The valuation of TLI is actually not that sensitive to changes in LE’s. The face value of the policies is 165M with a current book value of 65M. Using the spreadsheet linked above – that’s already using a +0.8 years higher LE – I estimate a total of 43M in premium payments and 13M in overhead costs running the fund for 13 years (I think it’s likely the fund is liquidated earlier when for example 90% of policies have reached maturity). This means that at the end of the funds life you have 109M in cash, or 94.4p/share (twice the current share price).
Even if you add two full years to the LE there would still be significant upside. This would add just 2* 8.4M in premium payments, and you still end with 80p/share. Shit has to go seriously wrong before you manage to lose money in this investment.
And what happens if shit goes seriously right…?! 😉
A killer flu outbreak in the US 😉
Premiums run at about 80k$ annually per policy (8,4m/106). Hence only the rich can afford to buy them. These guys obviously sold their policies, but they have benefited from wealth during some period of their lives.
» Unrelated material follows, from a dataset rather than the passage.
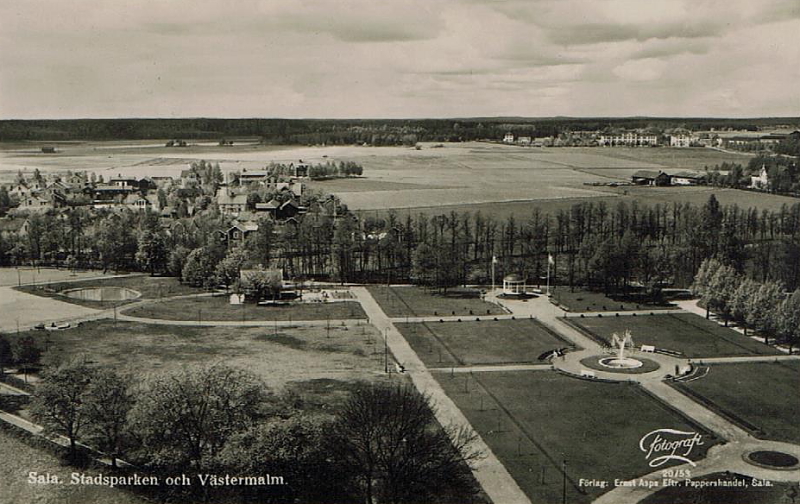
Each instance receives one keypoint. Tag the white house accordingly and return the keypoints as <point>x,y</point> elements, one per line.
<point>628,138</point>
<point>682,140</point>
<point>513,285</point>
<point>761,181</point>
They probably have health insurance and college education.
I did not find data comparing income to LE, but this CDC doc says that education level does impact LE at 25 significantly. http://www.cdc.gov/nchs/data/hus/hus11.pdf#021
“On average in 2006, 25-year-old men without a high school diploma had a life expectancy 9.3 years less than those with a Bachelor’s degree or higher; women without a high school diploma had a life expectancy 8.6 years less than those with a Bachelor’s degree or higher”
Could this be the reason for these people living longer than average?
Yes, you certainly have a negative self-selection bias in life insurance policies related to the wealth of the insured. But you have to realize that the effect of the bias diminishes when the average age goes up because a larger percentage of those who initially had a low LE will be dead already. A large part of the population that made it to the age of 89 is presumably living a healthy lifestyle, so LEs will be more determined by genetic factors at this point in time.
Do you have any thoughts on the FSA signaling that it will ban traded life insurance investments in the UK, it has warned advisers to stop selling these “toxic” products to ordinary investors….
http://bit.ly/WGmNCm
I don’t think it will impact this fund, it might new funds or the pricing of the underlying. I’m probably holding this to maturity, so don’t really care about new rules.